Connecting with your target audience is tough, even under the best of circumstances. Connect face-to-face, you can see your listener’s reactions. Connect virtually … it’s a crapshoot. They might be listening … or they might be playing digital Solitaire.  No matter how you’re communicating, the best way to keep your target audience engaged is by telling powerful stories. 

Here are four ways to improve them. 

Set the Scene … Hint: It’s Not About You

It seems intuitive; your story should feature your products and services … right? Yes … but not initially. Start with current industry challenges, powerful market forces, and specific client needs. Set the scene … a challenging scene your listeners will find all too familiar. Done correctly, they’ll cast themselves as a character in your story. 

Get Personal

Include emotions … the powerful emotions that drive the characters in your story. Your listeners are most likely experiencing them right now.  They know that if they don’t solve their problems, they’ll lose more than business; they’ll lose market share; they’ll lose valued employees; they’ll lose their jobs; and ultimately, the company could close its doors. By recognizing and validating these emotions, your listeners will remain engaged to see how your story–now their story–turns out.

Enter … Your Solutions 

Now that your listeners are intellectually and emotionally hooked, it’s solution time. But remember, the biggest reason the characters in your story succeeded was not your products or services … they succeeded because they were able to change their minds.  Change is hard, especially when you need to admit that what you were doing before wasn’t working.  Frame your products and services as natural outgrowths of this new mindset. Provide data and real-world results. These relevant details add credibility and weight to your story, and help listeners feel comfortable with changing their minds. 

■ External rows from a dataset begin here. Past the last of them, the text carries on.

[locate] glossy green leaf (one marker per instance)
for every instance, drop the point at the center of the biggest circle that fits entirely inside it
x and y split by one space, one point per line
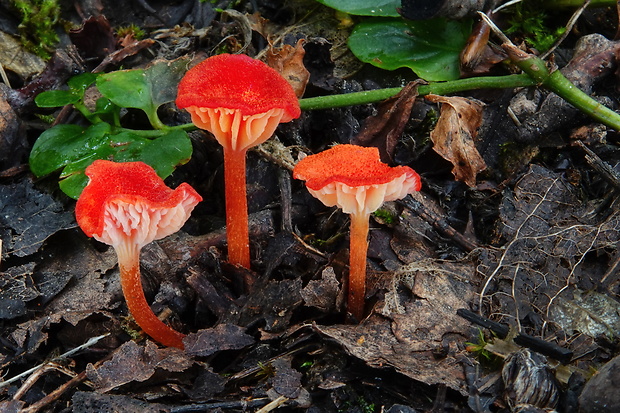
127 88
430 48
386 8
63 144
72 148
164 77
82 82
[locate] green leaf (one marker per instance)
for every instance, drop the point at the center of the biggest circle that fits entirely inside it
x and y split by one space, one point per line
163 78
163 154
63 144
127 88
430 48
385 8
82 82
72 148
56 98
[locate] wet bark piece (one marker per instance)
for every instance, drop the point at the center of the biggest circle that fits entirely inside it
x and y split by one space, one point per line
222 337
28 217
455 134
600 395
132 362
547 241
92 402
418 332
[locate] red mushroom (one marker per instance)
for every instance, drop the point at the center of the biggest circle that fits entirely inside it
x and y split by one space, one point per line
126 205
354 178
241 101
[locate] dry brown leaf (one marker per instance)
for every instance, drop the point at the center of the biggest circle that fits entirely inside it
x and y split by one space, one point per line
418 333
454 135
383 129
288 60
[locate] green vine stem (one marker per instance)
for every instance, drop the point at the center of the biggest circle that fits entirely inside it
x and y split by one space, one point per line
438 88
536 73
556 82
555 4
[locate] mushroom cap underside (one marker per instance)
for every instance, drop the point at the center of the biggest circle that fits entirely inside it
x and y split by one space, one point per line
130 201
354 178
350 165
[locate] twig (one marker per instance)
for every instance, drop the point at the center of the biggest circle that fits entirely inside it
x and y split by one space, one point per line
54 395
561 354
569 26
600 166
69 353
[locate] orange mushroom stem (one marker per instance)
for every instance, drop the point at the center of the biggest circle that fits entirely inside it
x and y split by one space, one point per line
354 179
127 205
241 101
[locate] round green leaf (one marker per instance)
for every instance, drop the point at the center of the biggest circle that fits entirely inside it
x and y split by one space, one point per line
163 77
127 88
63 144
430 48
82 82
386 8
163 153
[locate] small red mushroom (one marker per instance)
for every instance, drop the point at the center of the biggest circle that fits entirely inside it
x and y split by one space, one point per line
354 178
241 101
127 205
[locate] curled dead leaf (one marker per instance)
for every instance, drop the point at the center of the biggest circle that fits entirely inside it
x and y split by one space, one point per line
454 135
288 61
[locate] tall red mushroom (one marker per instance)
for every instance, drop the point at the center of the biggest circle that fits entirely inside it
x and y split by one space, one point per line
241 101
127 205
354 178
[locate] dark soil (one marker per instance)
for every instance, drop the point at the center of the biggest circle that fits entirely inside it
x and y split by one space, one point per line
524 258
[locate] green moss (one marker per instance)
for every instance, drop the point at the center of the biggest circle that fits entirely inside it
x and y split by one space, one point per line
132 30
531 22
37 28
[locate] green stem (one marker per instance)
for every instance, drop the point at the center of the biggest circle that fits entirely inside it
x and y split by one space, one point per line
154 119
92 118
556 82
555 4
438 88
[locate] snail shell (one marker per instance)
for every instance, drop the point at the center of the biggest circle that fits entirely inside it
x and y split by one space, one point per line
528 380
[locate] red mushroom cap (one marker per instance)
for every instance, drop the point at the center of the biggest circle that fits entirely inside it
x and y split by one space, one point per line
237 82
239 99
129 201
354 178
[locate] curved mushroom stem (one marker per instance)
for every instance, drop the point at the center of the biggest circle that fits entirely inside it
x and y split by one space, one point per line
129 264
237 233
357 264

Last, but certainly not least, look to the future … but be realistic. Don’t describe a happily-ever-after.  Detail potential new challenges they may face along the way, but also include how your products and services are prepared to solve these as well. This gives your listeners hope, which any behavioral psychologist will tell you is the most important human emotion.


Your solutions are not the star of your stories … your customers and prospects are … your products and services are merely the supporting players that help the stars succeed.